Todos tenemos temas sensibles que nos desconciertan, nos irritan, nos ponen a la defensiva. Por ejemplo: tu presunta ideología.  Política. Social. Familiar. Intelectual. Estética.

A veces uno siente que sus manifestaciones actúan como ácido corrosivo en las pieles de quienes han dado por sentado que piensas como ellos. Y tú nunca te has pronunciado de forma explícita, pero sin duda expeles un aroma que ellos reconocen. O quieren reconocer. Lo necesitan desesperadamente, porque no hay nada tan relajante como ser parte de un grupo. Y nada tan turbador como el cabo suelto porculero.

Los Guays. ¿Cómo no comulgar en su fraternidad tan cool? La mayoría dentro de la exquisita minoría.

Y entonces llegan las decepciones. Y te sale la rebelde que te poseyó en la sesión de espiritismo que debieron hacer tus padres un día de verano.

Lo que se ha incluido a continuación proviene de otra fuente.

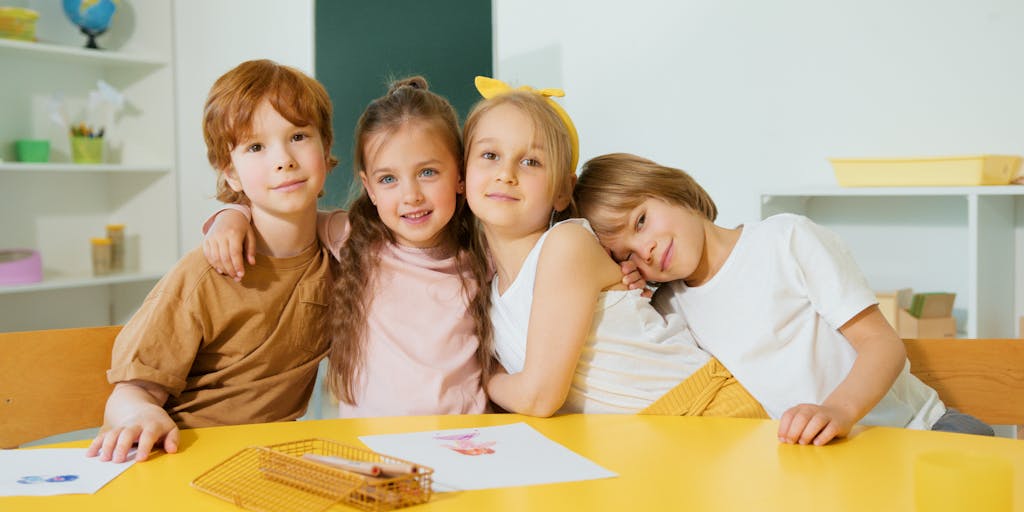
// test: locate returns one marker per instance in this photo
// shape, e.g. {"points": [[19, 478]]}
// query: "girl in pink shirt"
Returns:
{"points": [[410, 334]]}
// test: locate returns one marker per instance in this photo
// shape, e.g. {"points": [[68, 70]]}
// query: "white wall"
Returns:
{"points": [[212, 37], [750, 95]]}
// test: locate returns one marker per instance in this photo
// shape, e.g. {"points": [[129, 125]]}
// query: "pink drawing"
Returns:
{"points": [[465, 444]]}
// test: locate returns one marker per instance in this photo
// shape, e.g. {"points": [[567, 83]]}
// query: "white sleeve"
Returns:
{"points": [[835, 285]]}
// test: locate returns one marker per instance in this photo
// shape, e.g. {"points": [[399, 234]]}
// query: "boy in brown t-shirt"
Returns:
{"points": [[205, 349]]}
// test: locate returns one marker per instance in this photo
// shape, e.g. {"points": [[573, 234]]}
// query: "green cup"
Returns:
{"points": [[87, 150], [30, 150]]}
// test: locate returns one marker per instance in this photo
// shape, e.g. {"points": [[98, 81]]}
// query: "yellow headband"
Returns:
{"points": [[489, 87]]}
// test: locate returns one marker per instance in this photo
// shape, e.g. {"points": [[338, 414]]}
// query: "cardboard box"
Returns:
{"points": [[932, 305], [891, 302], [938, 327]]}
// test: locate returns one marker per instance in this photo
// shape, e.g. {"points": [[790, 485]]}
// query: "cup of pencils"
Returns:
{"points": [[86, 144]]}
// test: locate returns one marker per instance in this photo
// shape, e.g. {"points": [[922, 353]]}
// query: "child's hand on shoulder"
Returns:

Para que quede claro: Yo soy capaz de aplaudir una decisión de un tipo conservador y de abuchear a un progresista. Y viceversa. Tengo amigos que votan a un lado y a otro pero hace unas cuantas cenas, con mi grupo de íntimas de la universidad, abandonamos la política con ensalada de burrata porque las pulsaciones pasaban de 80 y nos hemos juramentado para evitar volcanes de lava intolerante que salpiquen nuestra unión inquebrantable.

El tema delicado era la gestión incipiente de la alcaldesa de Madrid, Manuela Carmena, y esa página web sobre la verdad verdadera que aclarará lo que ha dicho o decidido por si no nos habíamos enterado.

Así que yo, como Manuela, estoy aquí para aclararme. 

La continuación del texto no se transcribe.